When I complain about cold weather people always remind me that, as a Finn, I should be used to it. Well, I know what is cold weather and I know it can even get colder but being born in a cold country doesn’t make me somehow immune to cold. I guess Darwinism doesn’t apply to this case or it’s just that our efficient insulation of buildings has helped those who would have otherwise naturally been eliminated survive the cold winters – so despite the Northern climate even the weakest of us have survived.

However, the Americans seem to have gone through some kind of cold-immunity selection. There is some evidence that this might be even a larger-scale Anglo-Saxon phenomenon. This was especially visible in Florence where the American exchange students wearing flip flops during the most of the year could easily be identified. While their mini-shorts were tacky and inelegant, it didn't seem to bother the Italian men that the streets were suddenly crowded with half-naked American and English tourists when the Florentines were still using their black full-body uniform. I encountered the most extreme case of this phenomenon in Perito Moreno, a glacier in Argentina, where an Australian guy was admiring the sound of falling ice in his flip flops. I’ve never really understood the continuous use of Havaianas as they are ugly, uncomfortable and made for a Brazilian beach party. But the Americans love them and their use is not compromised by winter: you can see people using any kind of sandals or ballerinas even when there is five centimetres of snow on the ground. In the other extreme you have those who are wearing their rubber boots in the perfect sunshine. Though I have to admit that my stand on the rubber boots use – black ones only and exclusively for forest use! – was shaken by the rainy season here that pretty much destroyed my Italian leather boots.

The point I am trying to direct myself here is, however, that of the spirit of spring. The adagio of transforming into a lightly clad summer person should not be disregarded. Step-by-step you get rid of the excess of your winter clothes and you adapt to the new season. You need to enjoy the warming spring to its maximum, first just thinking of opening your coat and then a week later actually doing it, taking off your gloves when the snow starts to melt, and radically changing to spring coat when you can smell the nature waking up again. The American process of welcoming the spring is much too quick, jumping immediately from their North Face coats to a mini skirts and bare legs (some people skip even the North Face period).
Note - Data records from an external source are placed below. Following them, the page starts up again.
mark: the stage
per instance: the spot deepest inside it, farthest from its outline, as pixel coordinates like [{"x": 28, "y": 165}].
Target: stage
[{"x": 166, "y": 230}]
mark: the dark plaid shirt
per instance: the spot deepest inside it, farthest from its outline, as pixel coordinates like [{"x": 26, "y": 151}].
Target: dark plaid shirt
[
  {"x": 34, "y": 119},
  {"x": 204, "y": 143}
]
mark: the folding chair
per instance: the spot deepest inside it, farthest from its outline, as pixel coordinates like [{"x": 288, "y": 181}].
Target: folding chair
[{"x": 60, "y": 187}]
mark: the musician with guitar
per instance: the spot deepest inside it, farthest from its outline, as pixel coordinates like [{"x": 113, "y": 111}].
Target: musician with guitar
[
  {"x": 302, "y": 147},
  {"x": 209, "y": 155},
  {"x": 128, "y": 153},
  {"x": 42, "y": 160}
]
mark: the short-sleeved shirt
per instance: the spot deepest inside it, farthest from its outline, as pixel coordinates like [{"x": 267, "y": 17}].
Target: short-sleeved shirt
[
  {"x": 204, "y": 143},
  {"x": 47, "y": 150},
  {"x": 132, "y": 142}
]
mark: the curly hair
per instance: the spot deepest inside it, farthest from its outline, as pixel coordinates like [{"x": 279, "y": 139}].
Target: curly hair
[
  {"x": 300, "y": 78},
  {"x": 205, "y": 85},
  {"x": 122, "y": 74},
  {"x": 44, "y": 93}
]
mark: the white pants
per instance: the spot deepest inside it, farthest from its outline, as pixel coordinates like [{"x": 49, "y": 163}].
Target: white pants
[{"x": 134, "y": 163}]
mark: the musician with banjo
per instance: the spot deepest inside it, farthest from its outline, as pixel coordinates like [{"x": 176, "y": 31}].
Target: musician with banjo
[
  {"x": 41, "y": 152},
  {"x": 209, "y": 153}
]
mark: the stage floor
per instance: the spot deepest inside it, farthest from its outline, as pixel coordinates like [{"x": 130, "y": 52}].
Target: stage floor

But you need to advance gradually, otherwise you miss that wonderful moment when you’re taking off the stockings in the public toilets and get blisters in your feet by suddenly changing to bare feet and new shoes (happened today) as you don’t fully understand or remember what kind of temperature is +20°C.

For the sake of the American tradition, I have to acknowledge the positive side-effect of their half-nakedness early in the year, and that is of course the greater production of vitamin D as larger parts of their body are exposed to sunlight (if this happens already in February it might increase the risk of a flu however).